SMRs and AMRs

Saturday, January 09, 2016

From Too Many People to Too Few

Soon there will be more Chinese bachelors than Saudi Arabians, more Chinese retirees than Europeans.

By Mara Hvistendahl, WSJ
Jan. 8, 2016 3:39 p.m. ET

Chinese culture is centered on the family. The parent-child relationship is the first of the five Confucian relationships that govern society and among the most important. Families in China were traditionally large, in part because children—particularly sons—are needed to perform ancestor rites. Even language reflects the importance of family: Chinese contains distinctive words for paternal and maternal uncles, aunts and grandparents, as well as for older and younger brothers and sisters. And so the Chinese Communist Party’s 1980 introduction of the one child policy reshaped a society once steeped in filial piety.

The grand experiment also proved grossly inhumane, yielding, to start with, countless forced abortions. Provincial officials were given birth quotas—at times absurd ones like “no births within the next hundred days”—and were demoted or dismissed if they didn’t meet them. In “One Child,” Mei Fong talks to one cigarette-puffing rural family-planning worker who recalls escorting a woman on the back of a bicycle to abort her third child. A family-planning official now in exile claims to the author that, to meet abortion quotas, some women were forced to undergo operations when they weren’t in fact pregnant.
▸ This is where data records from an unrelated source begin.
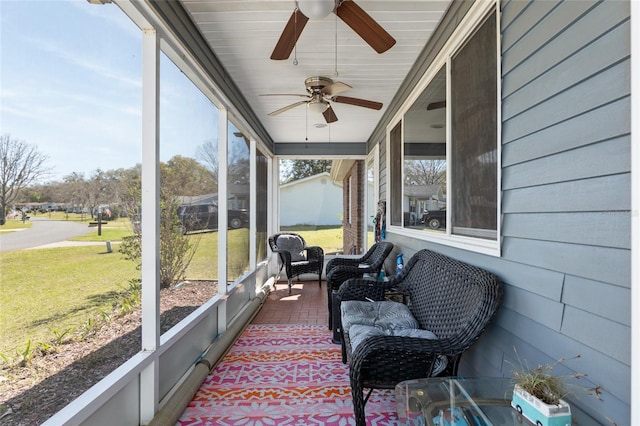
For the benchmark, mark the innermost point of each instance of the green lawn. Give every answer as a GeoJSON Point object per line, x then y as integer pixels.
{"type": "Point", "coordinates": [48, 291]}
{"type": "Point", "coordinates": [12, 225]}
{"type": "Point", "coordinates": [57, 289]}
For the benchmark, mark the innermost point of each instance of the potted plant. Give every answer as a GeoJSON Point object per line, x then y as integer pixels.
{"type": "Point", "coordinates": [539, 394]}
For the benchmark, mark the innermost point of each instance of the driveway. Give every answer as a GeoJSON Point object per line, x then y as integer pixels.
{"type": "Point", "coordinates": [43, 231]}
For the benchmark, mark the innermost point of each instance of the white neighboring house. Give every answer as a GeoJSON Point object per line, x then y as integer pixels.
{"type": "Point", "coordinates": [315, 200]}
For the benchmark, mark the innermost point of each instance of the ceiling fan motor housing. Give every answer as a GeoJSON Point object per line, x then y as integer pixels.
{"type": "Point", "coordinates": [316, 84]}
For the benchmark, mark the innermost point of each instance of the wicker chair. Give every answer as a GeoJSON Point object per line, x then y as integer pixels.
{"type": "Point", "coordinates": [453, 300]}
{"type": "Point", "coordinates": [340, 269]}
{"type": "Point", "coordinates": [296, 257]}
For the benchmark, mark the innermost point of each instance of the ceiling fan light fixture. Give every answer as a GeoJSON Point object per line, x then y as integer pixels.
{"type": "Point", "coordinates": [319, 106]}
{"type": "Point", "coordinates": [316, 9]}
Today the one-child policy has left in its wake a ballooning population of pensioners with few workers to support them and, thanks to sex-selective abortions by couples intent on getting a son, millions of men who are likely doomed to bachelorhood. In less than a decade, Ms. Fong writes, “there will be more Chinese bachelors than Saudi Arabians, more Chinese retirees than all Europeans.”